In the final scene of True Romance (1993) full movie, Alabama drives herself and her injured beloved Clarence on a high way passing a sign reading “Last U.S. Exit, Mexican Border 5 miles”.
In that very moment, the music shifts from the ominous strains accompanying the chaotic final shootout in the Beverly Ambassador to the light and playful leitmotif that has been present throughout the rest of the movie. The score was written by Hans Zimmer and the familiar theme was drawn from an original composition by Carl Orff.
Once Clarence and Alabama have reached their final destination of a sandy beach in Baja, the end credits roll with Chris Isaak’s “Two Hearts” in the background . It’s a song that’s reminiscent of the works of Elvis Presley making me think that was a king singing the song himself. That song was recorded as part of Chris Isaak’s 1996 album of Baja Sessions .
Talking about Chris Isaak, he is an avid surfer having spent countless hours paddling around in the frigid waters around San Francisco after picking up the hobby in his thirties. Chris even paddled out into the monstrous waves of Mavericks. As a surfer, Chris will never be in the same league as Jack Johnson, but his dedication to the sport is genuine.

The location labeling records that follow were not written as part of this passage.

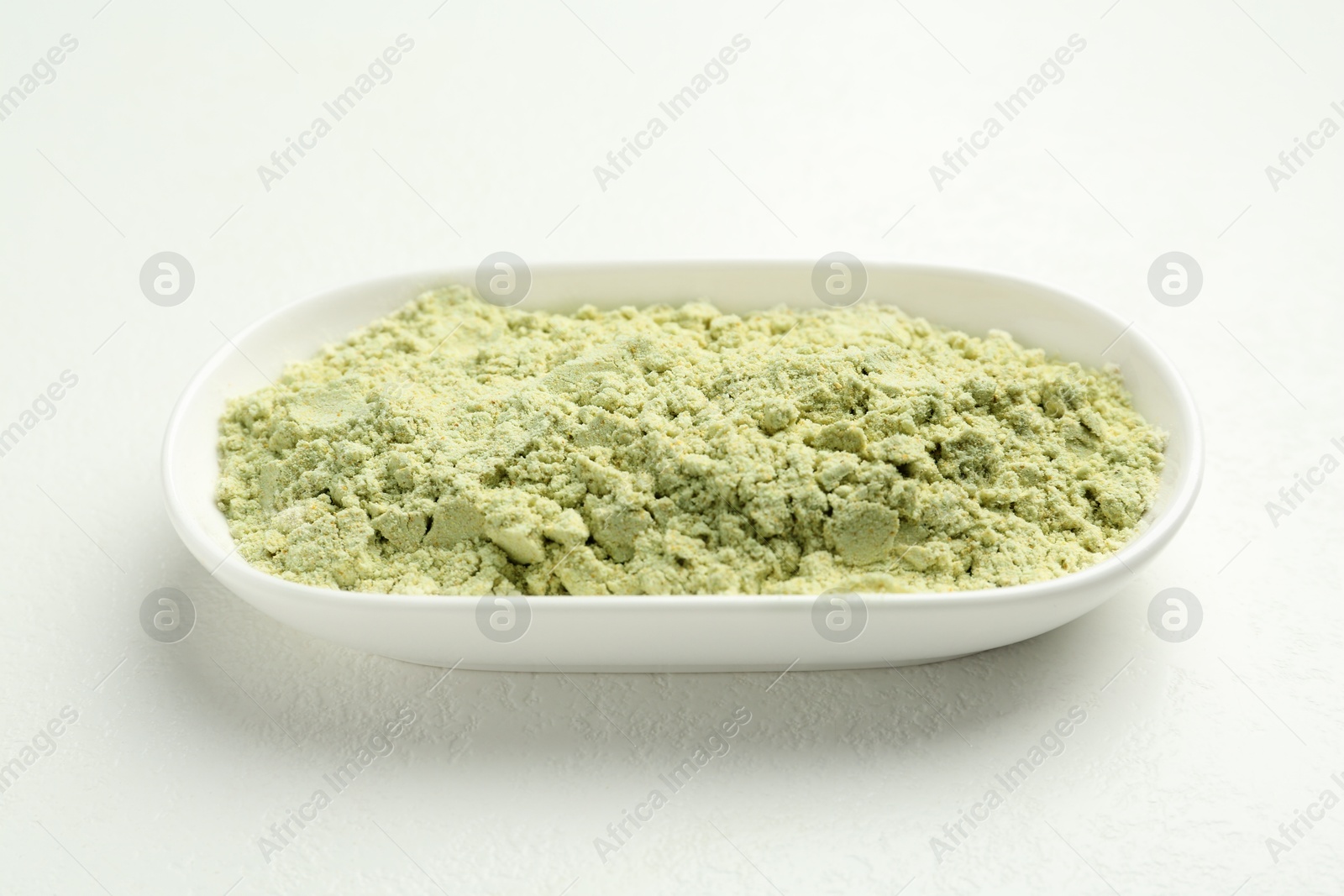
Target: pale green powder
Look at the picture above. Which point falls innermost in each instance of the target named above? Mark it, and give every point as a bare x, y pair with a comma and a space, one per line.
459, 448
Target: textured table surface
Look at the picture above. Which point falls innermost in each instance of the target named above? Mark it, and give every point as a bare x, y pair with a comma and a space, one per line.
175, 761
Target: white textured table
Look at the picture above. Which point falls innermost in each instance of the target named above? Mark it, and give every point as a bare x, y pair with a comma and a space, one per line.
148, 136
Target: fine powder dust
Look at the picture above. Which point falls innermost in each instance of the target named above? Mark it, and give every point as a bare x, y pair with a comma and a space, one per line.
457, 448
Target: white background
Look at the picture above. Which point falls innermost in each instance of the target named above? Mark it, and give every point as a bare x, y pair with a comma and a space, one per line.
820, 140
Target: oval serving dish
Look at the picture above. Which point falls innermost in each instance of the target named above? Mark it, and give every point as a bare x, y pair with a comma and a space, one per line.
675, 633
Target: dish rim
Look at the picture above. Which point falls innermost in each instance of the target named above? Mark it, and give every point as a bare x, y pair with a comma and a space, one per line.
1137, 551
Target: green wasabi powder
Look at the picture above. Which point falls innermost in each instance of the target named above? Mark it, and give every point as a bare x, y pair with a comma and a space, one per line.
457, 448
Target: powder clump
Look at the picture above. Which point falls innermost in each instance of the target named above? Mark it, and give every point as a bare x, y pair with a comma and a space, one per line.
457, 448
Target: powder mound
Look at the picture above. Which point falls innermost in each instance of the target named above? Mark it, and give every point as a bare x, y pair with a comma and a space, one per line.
457, 448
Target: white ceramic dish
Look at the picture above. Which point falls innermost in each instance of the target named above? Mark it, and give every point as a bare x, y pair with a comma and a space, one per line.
685, 633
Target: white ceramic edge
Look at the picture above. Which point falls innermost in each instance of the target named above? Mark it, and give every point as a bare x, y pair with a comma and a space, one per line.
1101, 579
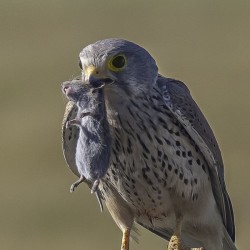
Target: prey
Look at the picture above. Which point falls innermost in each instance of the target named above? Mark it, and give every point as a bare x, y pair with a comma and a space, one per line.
93, 143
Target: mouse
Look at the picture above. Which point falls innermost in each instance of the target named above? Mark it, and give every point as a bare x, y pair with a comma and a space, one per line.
93, 145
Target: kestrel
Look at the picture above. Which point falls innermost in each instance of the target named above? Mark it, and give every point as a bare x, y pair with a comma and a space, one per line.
165, 167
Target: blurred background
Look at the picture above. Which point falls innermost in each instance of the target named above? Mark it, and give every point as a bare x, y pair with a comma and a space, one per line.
203, 43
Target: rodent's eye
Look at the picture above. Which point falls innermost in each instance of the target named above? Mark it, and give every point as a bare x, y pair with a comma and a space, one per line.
80, 64
117, 63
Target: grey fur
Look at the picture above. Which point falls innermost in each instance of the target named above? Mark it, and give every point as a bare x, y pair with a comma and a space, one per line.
92, 150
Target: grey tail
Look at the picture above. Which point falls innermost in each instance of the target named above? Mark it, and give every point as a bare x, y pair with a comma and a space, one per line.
228, 244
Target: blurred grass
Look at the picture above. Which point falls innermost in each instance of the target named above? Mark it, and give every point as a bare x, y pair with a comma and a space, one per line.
204, 43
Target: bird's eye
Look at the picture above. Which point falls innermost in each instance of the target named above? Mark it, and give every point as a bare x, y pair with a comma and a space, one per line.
117, 63
80, 64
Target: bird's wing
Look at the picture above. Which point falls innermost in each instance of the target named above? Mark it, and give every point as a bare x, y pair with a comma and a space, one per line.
180, 102
69, 136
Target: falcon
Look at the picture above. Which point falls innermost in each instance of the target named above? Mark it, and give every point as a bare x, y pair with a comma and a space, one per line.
165, 172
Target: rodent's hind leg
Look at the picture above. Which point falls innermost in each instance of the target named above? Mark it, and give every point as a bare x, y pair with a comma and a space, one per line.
76, 122
95, 186
75, 184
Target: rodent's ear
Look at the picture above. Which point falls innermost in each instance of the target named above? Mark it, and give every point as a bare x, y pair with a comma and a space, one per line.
85, 114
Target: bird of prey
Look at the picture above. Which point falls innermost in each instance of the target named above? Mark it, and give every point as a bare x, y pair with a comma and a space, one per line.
166, 171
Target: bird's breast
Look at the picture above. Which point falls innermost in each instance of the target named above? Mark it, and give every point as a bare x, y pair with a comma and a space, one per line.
154, 163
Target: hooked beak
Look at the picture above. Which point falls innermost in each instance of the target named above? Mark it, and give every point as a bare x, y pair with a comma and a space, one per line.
95, 78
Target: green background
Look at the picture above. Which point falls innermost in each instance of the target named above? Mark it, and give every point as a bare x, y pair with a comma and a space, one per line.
204, 43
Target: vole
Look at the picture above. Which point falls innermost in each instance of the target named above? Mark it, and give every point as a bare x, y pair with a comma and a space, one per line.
93, 143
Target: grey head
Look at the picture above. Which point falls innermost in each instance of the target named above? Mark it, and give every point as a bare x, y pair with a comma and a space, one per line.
121, 63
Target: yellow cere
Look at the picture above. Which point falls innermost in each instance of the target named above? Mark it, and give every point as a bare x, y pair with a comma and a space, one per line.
90, 70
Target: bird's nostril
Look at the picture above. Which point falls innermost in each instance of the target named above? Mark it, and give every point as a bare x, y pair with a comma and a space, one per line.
65, 88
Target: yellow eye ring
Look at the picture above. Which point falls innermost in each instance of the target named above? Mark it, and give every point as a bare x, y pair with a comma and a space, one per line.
117, 62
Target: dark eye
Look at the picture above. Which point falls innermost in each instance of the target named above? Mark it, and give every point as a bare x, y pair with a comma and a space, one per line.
119, 62
80, 64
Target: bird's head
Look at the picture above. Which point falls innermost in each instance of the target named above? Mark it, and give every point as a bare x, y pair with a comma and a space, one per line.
122, 66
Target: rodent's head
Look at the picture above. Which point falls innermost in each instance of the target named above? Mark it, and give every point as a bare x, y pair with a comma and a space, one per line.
76, 91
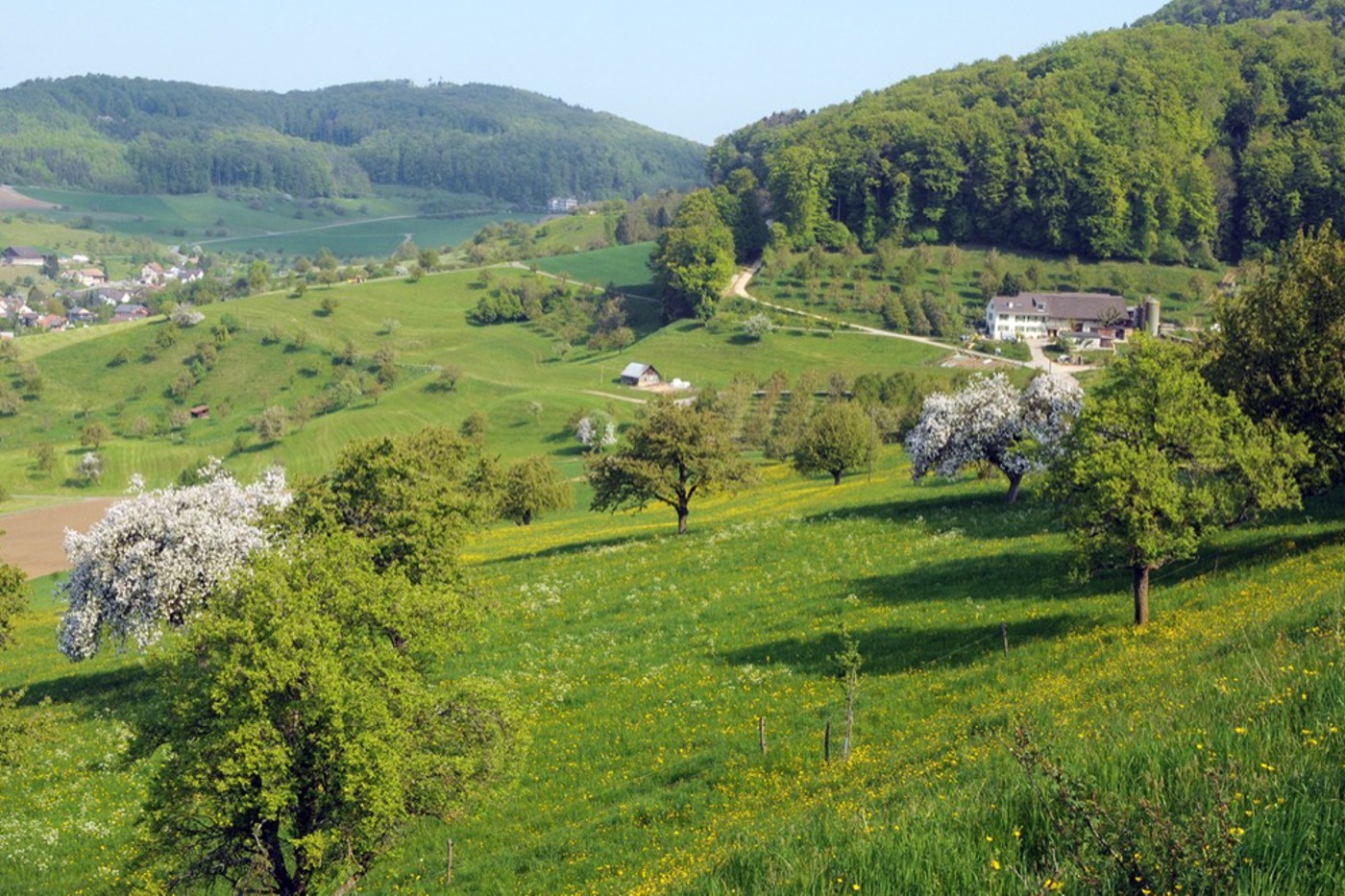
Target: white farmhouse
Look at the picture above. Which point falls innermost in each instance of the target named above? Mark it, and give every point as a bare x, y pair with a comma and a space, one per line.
1038, 315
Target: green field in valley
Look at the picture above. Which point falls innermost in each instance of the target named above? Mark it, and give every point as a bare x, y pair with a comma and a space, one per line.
1206, 748
275, 225
643, 662
121, 375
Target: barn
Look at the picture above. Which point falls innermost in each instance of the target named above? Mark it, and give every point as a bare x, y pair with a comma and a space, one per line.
641, 375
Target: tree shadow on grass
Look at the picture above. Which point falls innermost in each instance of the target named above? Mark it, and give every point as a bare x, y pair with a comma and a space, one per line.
90, 693
581, 546
977, 514
1012, 574
894, 648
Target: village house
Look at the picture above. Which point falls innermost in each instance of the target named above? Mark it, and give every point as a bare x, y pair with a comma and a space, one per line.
1036, 315
152, 275
130, 312
23, 255
113, 296
641, 375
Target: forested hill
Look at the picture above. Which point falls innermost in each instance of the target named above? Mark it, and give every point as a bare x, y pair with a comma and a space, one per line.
1160, 141
132, 134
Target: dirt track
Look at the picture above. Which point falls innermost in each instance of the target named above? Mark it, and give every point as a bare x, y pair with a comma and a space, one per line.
33, 540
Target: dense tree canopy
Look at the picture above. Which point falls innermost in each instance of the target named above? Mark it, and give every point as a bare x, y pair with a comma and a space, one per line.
533, 487
155, 136
1159, 459
13, 599
413, 498
154, 559
1281, 348
303, 729
695, 258
1162, 143
672, 455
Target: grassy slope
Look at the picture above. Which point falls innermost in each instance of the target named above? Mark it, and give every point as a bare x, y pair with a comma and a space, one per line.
506, 369
627, 267
367, 228
645, 661
1173, 285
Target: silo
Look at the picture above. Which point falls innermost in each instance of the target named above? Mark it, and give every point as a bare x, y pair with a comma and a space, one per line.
1152, 311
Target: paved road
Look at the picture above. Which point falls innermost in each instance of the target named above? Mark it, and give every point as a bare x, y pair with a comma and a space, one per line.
740, 288
34, 539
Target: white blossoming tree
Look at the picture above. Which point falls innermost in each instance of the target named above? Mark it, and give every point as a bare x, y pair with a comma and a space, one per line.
991, 422
155, 557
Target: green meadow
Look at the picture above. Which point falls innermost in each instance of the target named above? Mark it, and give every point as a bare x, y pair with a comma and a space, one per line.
1013, 732
275, 225
284, 352
645, 664
625, 267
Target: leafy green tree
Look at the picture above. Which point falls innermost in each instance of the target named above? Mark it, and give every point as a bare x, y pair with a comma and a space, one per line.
693, 260
303, 731
841, 436
533, 487
43, 456
474, 428
13, 599
1159, 459
93, 435
672, 455
272, 424
1281, 348
258, 276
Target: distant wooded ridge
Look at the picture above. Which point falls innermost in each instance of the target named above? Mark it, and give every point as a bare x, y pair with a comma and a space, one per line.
134, 134
1176, 140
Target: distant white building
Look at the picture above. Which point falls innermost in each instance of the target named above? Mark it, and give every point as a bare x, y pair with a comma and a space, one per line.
22, 255
1036, 315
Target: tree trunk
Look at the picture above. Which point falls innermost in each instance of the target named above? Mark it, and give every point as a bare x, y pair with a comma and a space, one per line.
1142, 594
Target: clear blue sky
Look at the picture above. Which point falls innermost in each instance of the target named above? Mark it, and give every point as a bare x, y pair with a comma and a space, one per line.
692, 67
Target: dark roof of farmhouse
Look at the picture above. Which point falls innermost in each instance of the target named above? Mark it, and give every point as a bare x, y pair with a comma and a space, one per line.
1060, 305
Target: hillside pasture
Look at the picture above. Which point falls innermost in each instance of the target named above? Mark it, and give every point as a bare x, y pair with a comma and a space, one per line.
286, 354
645, 662
276, 225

I’ve been into Baja plenty of times. I used to think that heading south would lead me to warmer waters, but in Baja, it turns out to be the opposite. The water in the northern half of Baja is actually colder than it is in Los Angeles and San Diego.
My first trip to Baja was during Spring Break of my first year in college. That is a trip featuring adventures at UCSD and SDSU, hot tubbing in the hills above Jamul, a beach bonfire and an all-you-can-drink night at a club in Tijuana. I had a blast, but once at your twenty-one, it’s only little flaw of spending time in Tijuana. Since, I have learned that Baja is much nicer when you go further south. The further you go, the nicer it gets
My second trip into Mexico was also during spring break of my senior year of college. It’s hard to imagine a more poorly planned trip, but it was probably the most memorable vacation I’ve taken in my life. We wanted to go on a whale-watching tour at Guerrero Negro, but it was expensive, so we spent the next few days hitchhiking around. Along the way, we spent an afternoon with the family of an abalone poacher. We drank three-dollar tequila from a plastic bottle chased with Pepsi while sitting around a campfire and took mushrooms while camping in a date palm grove on the edge of an oasis.
Still, the first time I actually surfed in Mexico was until a trip to Salsipuede. The break at Salsipuedes is a deep reef with a slow, rolling right. I was still very much a novice, riding a 6’7” in an ocean full of kelp and longboards, and I only managed to catch a single wave that day. The second time I surfed in Mexico was a week-long camping trip I took by myself after leaving my job and beginning my extended travels that took me to South Africa. It was in March, and the waves were pretty weak. It was my first time surfing a point break, and your first experience surfing so close to rocks can be a pretty harrowing experience.
When I arrived at the beach, the Radiohead song “Motion Picture Soundtrack” was playing on my car stereo. To this day I can’t hear the song without thinking of how two solid days of driving, the final fifty miles over a teeth-rattling hardpan road, came to an end as I parked atop a sand dune and first witnessed the utter peacefulness of that isolated beach. Those days on the beach were a very unique experience, because I was entirely alone for most of the time. That trip came to an end when I ran out of water. On my way through the desert back to the highway, I picked up a hitchhiker who later be a police. At the border, the agents took one look at my dust-covered truck and unshaven face and decided it would be far too audacious for someone so scruffy-looking to smuggle drugs, so they waved me through without an inspection.
Watching surf videos encourage me to get back into the water. My boss has recently suggested I take a vacation, so I’ve been giving some thought to heading all the way down to Scorpion Bay. It’s a long way down, but the descriptions I’ve heard make it sound pretty irresistible.